Justice Minister Helen McEntee has announced funding for four new “Youth Diversion Projects” (YDPs), with a goal of diverting young people away from being involved in crime and anti-social behaviour.
According to the Department of Justice, these projects aim to “work with young people at risk of crime and anti-social behaviour to divert them away from criminal behaviour and towards better life outcomes.” They specifically focus on th age range of 12 to 17-year-olds.
The four new projects will be located in Monaghan, Wicklow, Cork and Mayo, and will receive at least €1.5 million in funding this year.
There are currently 106 YPDs in Ireland across the State, meaning this four brings the total to 110. Funding for these programs has increased by 67% since McEntee came into office as Minister, growing from €18 million in 2020 to €30 million in 2023.
Announcing the funding on Tuesday, McEntee said that she was “committed to building stronger, safer communities.”
“We will continue to look at how we can support at-risk young people through youth diversion interventions,” she added.
According to the Irish Daily Mail this week, some of the teenagers who have been wreaking havoc on Dublin’s inner city over the course of the last 12 months have received the benefit of the juvenile diversion scheme.
At least three of the teenagers who have been wreaking havoc on Dublin’s inner city over the last 12 months have received the benefit of the juvenile diversion scheme, raising questions about the leniency afforded to them by the State. #gripthttps://t.co/qkwCxTcZ7E
— gript (@griptmedia) August 21, 2023
In lieu of going through the courts and getting a criminal conviction, the scheme assigns young offenders Garda Juvenile Liaison Officers (JLO) tasked with monitoring the progress of each case.
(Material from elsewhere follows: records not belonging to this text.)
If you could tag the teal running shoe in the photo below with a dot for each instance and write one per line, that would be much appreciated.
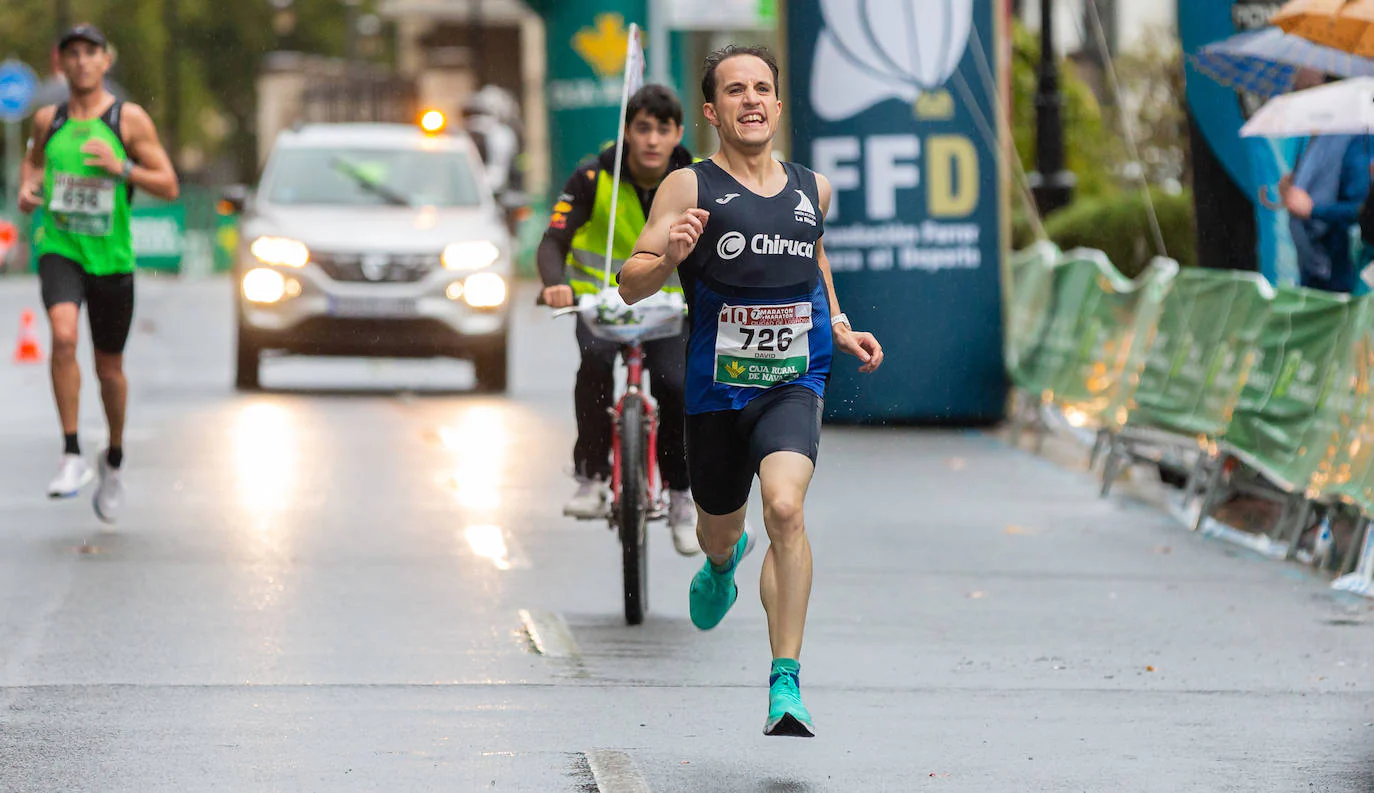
(786, 715)
(713, 591)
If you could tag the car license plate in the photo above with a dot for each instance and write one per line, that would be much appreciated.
(373, 307)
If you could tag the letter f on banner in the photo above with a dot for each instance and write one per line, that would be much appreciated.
(634, 81)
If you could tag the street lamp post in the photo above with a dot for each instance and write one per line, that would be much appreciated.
(1051, 183)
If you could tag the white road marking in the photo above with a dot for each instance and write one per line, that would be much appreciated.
(616, 771)
(550, 634)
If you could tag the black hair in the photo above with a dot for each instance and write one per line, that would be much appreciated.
(715, 59)
(656, 101)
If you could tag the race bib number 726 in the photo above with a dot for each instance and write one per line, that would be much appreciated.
(763, 345)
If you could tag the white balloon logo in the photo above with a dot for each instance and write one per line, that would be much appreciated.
(730, 245)
(877, 50)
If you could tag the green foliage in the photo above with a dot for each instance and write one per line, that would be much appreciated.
(1091, 150)
(1119, 226)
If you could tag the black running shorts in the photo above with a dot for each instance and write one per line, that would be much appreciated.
(724, 448)
(109, 297)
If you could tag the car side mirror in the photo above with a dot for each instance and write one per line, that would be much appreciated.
(234, 199)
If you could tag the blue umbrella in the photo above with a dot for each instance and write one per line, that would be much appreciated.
(1266, 62)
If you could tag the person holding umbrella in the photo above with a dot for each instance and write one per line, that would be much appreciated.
(1329, 183)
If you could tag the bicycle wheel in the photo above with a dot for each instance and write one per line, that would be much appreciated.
(632, 509)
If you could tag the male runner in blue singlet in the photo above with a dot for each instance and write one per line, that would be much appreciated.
(744, 232)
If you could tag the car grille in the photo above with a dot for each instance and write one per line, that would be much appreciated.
(377, 268)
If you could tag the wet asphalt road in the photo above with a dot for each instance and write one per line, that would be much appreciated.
(322, 588)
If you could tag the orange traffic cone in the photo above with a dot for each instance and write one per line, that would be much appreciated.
(28, 349)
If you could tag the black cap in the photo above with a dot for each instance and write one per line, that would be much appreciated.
(83, 33)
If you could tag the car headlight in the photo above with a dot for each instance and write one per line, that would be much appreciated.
(474, 254)
(484, 290)
(264, 286)
(280, 252)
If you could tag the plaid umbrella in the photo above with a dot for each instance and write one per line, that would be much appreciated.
(1266, 62)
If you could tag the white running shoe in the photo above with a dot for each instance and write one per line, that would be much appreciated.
(682, 520)
(590, 500)
(109, 496)
(73, 474)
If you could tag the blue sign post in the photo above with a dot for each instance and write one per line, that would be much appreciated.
(18, 84)
(902, 116)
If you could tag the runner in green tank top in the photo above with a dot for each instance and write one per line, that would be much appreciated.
(85, 158)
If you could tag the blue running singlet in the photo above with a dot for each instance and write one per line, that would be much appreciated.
(760, 314)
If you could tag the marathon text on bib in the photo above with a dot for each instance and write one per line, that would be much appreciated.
(83, 205)
(763, 345)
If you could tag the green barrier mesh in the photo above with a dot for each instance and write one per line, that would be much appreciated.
(1032, 300)
(1116, 327)
(1284, 423)
(1347, 470)
(1202, 349)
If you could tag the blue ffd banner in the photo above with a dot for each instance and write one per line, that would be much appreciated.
(895, 102)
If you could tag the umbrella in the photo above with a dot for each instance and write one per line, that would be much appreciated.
(1266, 62)
(1345, 107)
(1345, 25)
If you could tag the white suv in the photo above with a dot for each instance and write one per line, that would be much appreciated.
(373, 239)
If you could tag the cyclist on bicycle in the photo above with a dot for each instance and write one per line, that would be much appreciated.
(572, 260)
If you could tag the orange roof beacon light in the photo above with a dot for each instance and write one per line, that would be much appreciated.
(433, 121)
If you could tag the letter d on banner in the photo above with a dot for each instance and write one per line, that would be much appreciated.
(902, 114)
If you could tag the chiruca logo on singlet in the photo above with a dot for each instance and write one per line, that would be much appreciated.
(733, 243)
(805, 212)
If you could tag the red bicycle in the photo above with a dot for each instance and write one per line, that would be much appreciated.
(636, 487)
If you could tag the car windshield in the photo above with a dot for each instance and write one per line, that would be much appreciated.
(371, 176)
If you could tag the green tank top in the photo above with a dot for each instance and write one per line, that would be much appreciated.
(87, 216)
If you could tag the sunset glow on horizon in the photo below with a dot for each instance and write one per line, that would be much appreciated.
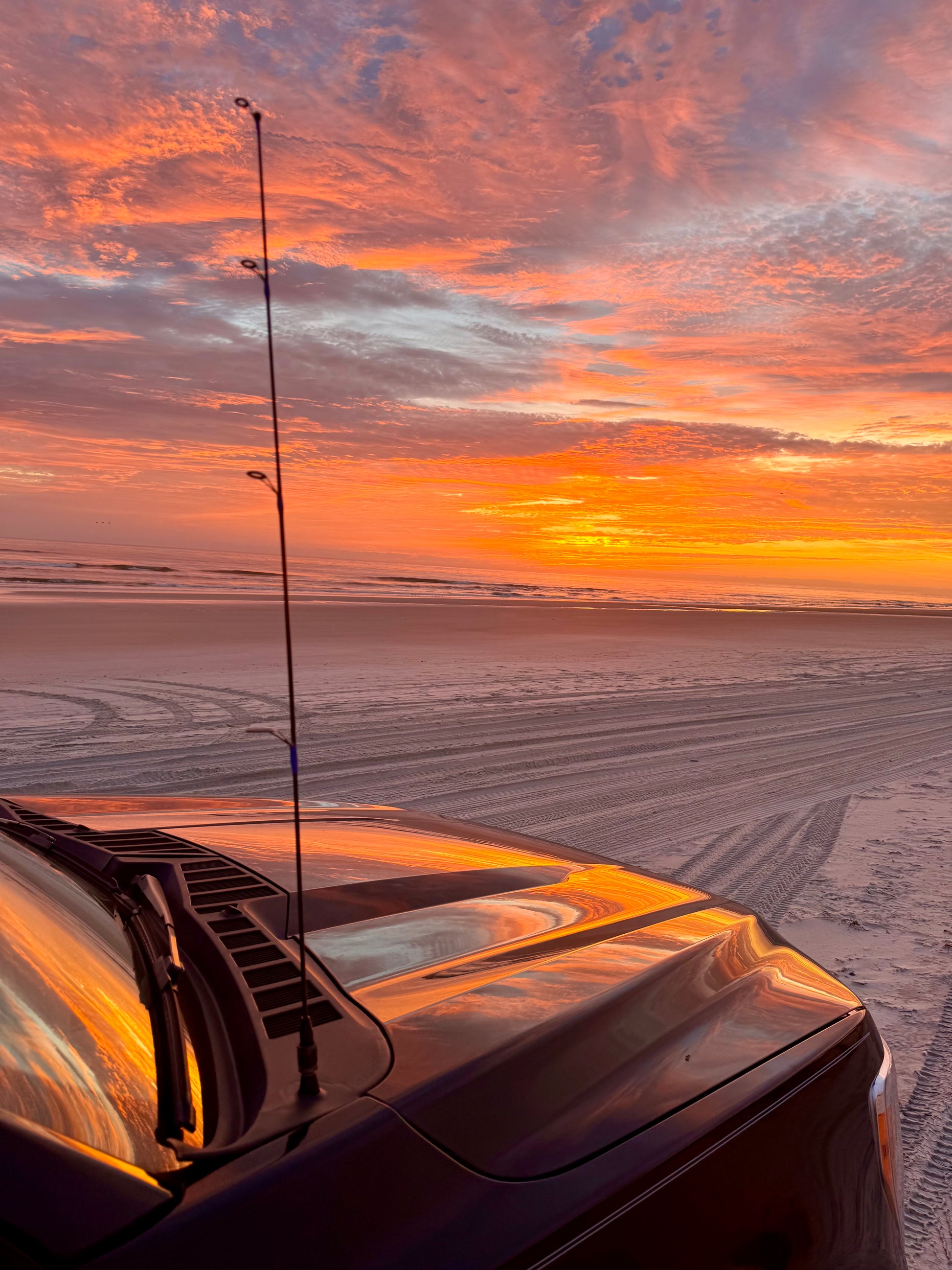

JLOs work within each Garda Division in Ireland, with these officers responsible for maintaining informal contacts with young people at risk of offending, and to liaise with teachers, Tusla staff, school attendance officers and other Gardaí in their local area.
According to the paper, the teens – some as young as 14 – have been involved in robberies, assaults, and intimidation of people across the north inner city.
“Despite the leniency afforded to them by the State, the teenagers have gone on to commit further crimes, often while in the process of being appointed a JLO, with politicians, both national and local, calling for stricter deterrents,” the Irish Daily Mail reported.